Today what two items are more important than your debit card and cell phone? How many times a day do you use either? I use my phone to get information, check social media and emails and text messages too often every day. I pay for groceries, gas, shop at stores, and do any sort of banking with my debit card. If you are at all like me, the answer to that question is: we use them both a lot. Yet if you are sixty-something then you lived one-third of your life without either one and somehow managed.
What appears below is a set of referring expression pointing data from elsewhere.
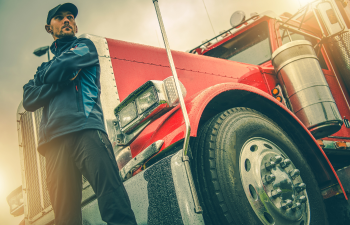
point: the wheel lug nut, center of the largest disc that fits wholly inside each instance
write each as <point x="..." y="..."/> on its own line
<point x="276" y="193"/>
<point x="286" y="204"/>
<point x="270" y="165"/>
<point x="276" y="159"/>
<point x="300" y="187"/>
<point x="294" y="173"/>
<point x="296" y="206"/>
<point x="285" y="163"/>
<point x="270" y="178"/>
<point x="302" y="199"/>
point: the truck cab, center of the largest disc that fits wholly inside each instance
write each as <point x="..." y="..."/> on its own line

Remember when to call someone you either called his or her office or home? For us sixty-something’s dating in our late teens and early twenties that meant awkward phone calls to homes having to go through parents to talk to our dates. No texts, emails, or Facebook just, “Hello Mr. or Mrs. Muckmire. Is Betty home? This is T.J. Clemente.” Then that moment of pause, remember that moment of pause?
It’s hard to believe my freshman year at GWU in Crawford Hall there was one pay phone to a floor and 28 people had to share it. Many times the one pay phone on any floor might have been vandalized or just out of order. Yet we all made it to the parties, library to study, or to the “Ratskeller” at the right times! It seems now we cannot exist without knowing where our cell phone is. What I am talking about is life B.C. – that is “before cell phone.” Someday I may do a column on answering machines but yes there was a time in order to talk to someone on the phone you had to talk someone else into getting the person you wanted on the phone. Lastly, remember waiting on a line to use a payphone? There was sometimes a line-up outside the telephone booth with people inside the booth franticly feeding the phone with dimes, after hearing an operator say, “10 cents more for an additional six minutes!” Then there was the sound of the money going through the phone with those clicks.
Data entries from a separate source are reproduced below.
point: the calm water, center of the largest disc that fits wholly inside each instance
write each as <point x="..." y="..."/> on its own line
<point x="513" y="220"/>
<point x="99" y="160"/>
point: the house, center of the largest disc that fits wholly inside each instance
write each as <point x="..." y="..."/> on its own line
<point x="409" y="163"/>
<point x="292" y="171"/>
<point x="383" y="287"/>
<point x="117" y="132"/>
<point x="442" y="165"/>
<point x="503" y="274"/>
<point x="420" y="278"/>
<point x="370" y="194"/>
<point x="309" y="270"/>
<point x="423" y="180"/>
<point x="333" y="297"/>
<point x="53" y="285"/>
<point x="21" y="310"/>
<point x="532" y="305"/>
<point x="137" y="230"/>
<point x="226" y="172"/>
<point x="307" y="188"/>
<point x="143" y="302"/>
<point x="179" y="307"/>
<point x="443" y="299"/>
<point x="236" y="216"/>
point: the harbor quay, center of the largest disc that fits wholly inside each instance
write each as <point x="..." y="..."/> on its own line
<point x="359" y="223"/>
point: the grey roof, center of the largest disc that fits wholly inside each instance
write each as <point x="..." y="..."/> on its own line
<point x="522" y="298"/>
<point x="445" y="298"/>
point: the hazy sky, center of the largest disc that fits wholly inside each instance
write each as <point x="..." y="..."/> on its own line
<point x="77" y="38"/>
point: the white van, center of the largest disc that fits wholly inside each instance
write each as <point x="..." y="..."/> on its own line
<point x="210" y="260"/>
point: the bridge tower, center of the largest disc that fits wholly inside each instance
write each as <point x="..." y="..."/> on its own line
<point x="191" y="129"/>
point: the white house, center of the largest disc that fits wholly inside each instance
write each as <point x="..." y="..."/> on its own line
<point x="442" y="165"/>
Now there are about two generations who have never experienced that phenomenon. Along with the reality of if you didn’t make it to the bank on Friday there would be no money for the weekend. Back then if you had too big of a Saturday night then there was not enough cash left for Sunday. Today, at this moment in jars, drawers, in the car, and in coats, there might be as much as $100 in loose change in my home. Why? Because the coins accumulated over time and cash is so readily available with debit cards. However back in the pre-debit card era by Sunday lots of young folks hunted all around the house for that change. Many times by Sunday night, money was scarce and I was paying for pizza and a coke with quarters, dimes and nickels; especially back in my college age days. However as recent as 2004, Sam’s Pizza in East Hampton was cash only. I ordered a whole pie for $22 and rushed from the Springs to East Hampton Village to pick up the so desired pie, perhaps a 15-minute drive. When I arrived at Sam’s to pay, I realized I left my wallet back home. Amazingly between clothes/jackets in the car and change under the seats and in the trunk I scraped together the $22, the last $2 in pennies! The bartender at Sam’s was not pleased and I was embarrassed. At the time it seemed everyone in the restaurant was wondering and watching to see if I had enough to pay.
After my dad had a stroke and heart attack in 1983 we talked him into getting a mobile phone so he could be in touch with our family business offices while he hung out on his boat getting healthy. The first phone was in a small suitcase! The second one a year or two later was the size of a shoebox. Year after year they became smaller – I believe the flip phone was the smallest in the late 1990’s. Amazingly enough I still own a 1984 Mercedes 190 with a telephone in the car, not a cell phone, but a mobile phone, meaning you get hooked up to an operator via a radio line; back then that was quite a luxury. Up until 2012 someone actually still answered the phone when you dialed 0. Today I also own a 2015 VW Passat with automatic Bluetooth hookup to my iPhone for instant vocal command calls. Yes things have changed.
It’s hard for me to explain before cell phone and debit card days to the twenty-something’s of today whose devices are glued to their retinas and never carry or have cash and actually pay for $2 coffee with debit cards. Us sixty-something’s know of the times before the cell phone and the debit card. We remember waiting on long bank lines on a Friday to get the cash for the weekend, and then being in the bank on Monday because we were out of cash from the weekend. That’s just the way it was. As for what today they call landlines; they were just called “the telephone” back then. Today even I would have trouble existing without my cell phone and debit card. Yes times have changed.